PNoy didn’t choose a heavyweight of a media opinion-maker or anchor in one of the giant networks. Noli de Castro: no, not Noli whom PNoy once castigated at an ABS-CBN party for alleged partisanship and bias. Not Korina Sanchez, who’s LP titan Mar Roxas’s wife who clawed at CNN’s Anderson to defend Mar and PNoy about government response to super-typhoon Yolanda. But why not Mel Tiangco or Mike Enriquez, GMA7 stalwarts?
Apparently, it wasn’t bulk or clout of the media personality, vast experience in the news, or reach of the broadcast that led to the Palace choice.
Malacañang is not telling the reason but I suspect it was Sta. Maria’s articles that clinched the major scoop. Check out these pieces, published at a time the chorus of voices from most opinion makers beat up PNoy: “The president within constitutional bounds in criticizing the Supreme Court,” “Understanding the president’s response to the SC’s DAP ruling,” and “Why scrutinizing the judicial development fund is not necessarily bad.”

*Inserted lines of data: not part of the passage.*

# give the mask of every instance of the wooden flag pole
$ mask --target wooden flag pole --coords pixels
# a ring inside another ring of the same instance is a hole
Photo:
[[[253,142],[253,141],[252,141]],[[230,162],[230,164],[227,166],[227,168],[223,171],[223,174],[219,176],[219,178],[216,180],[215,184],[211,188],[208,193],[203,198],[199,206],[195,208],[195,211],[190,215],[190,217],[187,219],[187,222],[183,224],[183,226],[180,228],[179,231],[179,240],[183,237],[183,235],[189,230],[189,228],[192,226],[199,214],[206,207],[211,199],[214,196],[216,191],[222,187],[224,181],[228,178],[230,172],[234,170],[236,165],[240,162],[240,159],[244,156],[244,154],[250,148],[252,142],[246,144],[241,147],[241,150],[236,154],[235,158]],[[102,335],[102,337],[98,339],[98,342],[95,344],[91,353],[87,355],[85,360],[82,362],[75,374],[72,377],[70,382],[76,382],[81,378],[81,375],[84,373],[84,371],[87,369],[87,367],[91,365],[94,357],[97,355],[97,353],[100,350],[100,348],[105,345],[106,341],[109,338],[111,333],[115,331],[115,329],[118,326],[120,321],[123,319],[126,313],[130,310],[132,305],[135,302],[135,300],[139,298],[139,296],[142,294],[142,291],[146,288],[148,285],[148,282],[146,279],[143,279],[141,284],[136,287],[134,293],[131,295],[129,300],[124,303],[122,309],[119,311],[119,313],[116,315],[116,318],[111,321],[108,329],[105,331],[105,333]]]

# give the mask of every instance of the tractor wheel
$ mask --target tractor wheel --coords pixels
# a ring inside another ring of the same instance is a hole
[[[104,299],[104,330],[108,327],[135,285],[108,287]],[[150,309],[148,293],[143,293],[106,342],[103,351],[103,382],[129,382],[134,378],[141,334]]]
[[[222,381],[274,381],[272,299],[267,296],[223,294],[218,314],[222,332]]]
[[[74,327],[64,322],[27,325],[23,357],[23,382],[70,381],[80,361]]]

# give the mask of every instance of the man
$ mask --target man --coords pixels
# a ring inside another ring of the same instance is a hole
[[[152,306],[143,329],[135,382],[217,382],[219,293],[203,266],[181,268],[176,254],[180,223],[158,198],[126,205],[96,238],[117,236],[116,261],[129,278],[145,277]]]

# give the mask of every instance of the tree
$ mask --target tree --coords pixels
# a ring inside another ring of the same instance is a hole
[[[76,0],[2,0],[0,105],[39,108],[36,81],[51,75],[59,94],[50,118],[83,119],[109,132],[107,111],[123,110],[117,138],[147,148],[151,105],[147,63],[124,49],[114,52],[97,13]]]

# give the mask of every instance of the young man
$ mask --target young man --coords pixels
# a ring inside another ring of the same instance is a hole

Sta. Maria must truly believe in the correctness of PNoy’s attack on the SC. Give Sta. Maria the presumption that he wasn’t trying to coddle the president amid the volley of criticisms rained on PNoy. Yet he must have known he was endearing himself to Malacañang just as those spewing out unfriendly fire knew they were courting Palace hate and anger. Clips of Sta. Maria’s opinions, published in interaksyon.com, must have topped the briefing packet fed daily to PNoy.
News source’s right
PNoy, like any other news source, has the right to choose the journalist he wishes to talk with, exclusively or with a selected group. A prerogative that may alienate other journalists competing for news and would surely be harsh and biting on raw wound when only one competitor is given the monumental scoop.
News reporters and editors who’re aggrieved may become critical in their handling of news from the “offensive” source. But, heavens, this is the president whose office controls flow of information in a vital beat. No reporter or news desk can afford to snub him or distort the news coming from the communications center. At most, they can be coldly neutral but cannot be mean.
So PNoy did what he did for Sta. Maria and TV5, which till now must be gloating over the enormous exclusive. Any other news source couldn’t take as much risk. Most can’t go on a limb, like angering a gaggle of reporters or opinion makers who’re left out in the cold, away from a big story.
News sources may use the carrot-and-stick technique but only up to a point. A city official once banned reporters of Sun.Star he thought was hostile, not only from his home where he’d hold a press-con but also from City Hall, a public building he didn’t own. But only briefly as he soon realized (1) the paper got his story anyway from other sources, (2) his image of openness and transparency suffered, and (3) he wasn’t being fully covered in the paper read by a large segment of his constituents.
Like succulent meat
In the Sta. Maria case, PNoy knew that all other media would seize the story once it came out. Even rival news organizations would use it and they did. Social media, feeding on information from mainstream media, pounced on it as if thrown with fresh succulent meat on a lean-news day.
As to media’s public -- readers and other consumers -- aren’t they short-changed? Not as long as the favored journalist and his outfit don’t distort the story in the benevolent news person’s favor.
They may run and rerun the interview, squeezing dry its promotional value, but that’s part of the price, not exacted but expected by Malaca¤ang. And despite some suppressed sourgraping, competitors will accept. They can’t do anything about it, at least not until chances for the next big story come.
Published in the Sun.Star Cebu newspaper on August 16, 2014.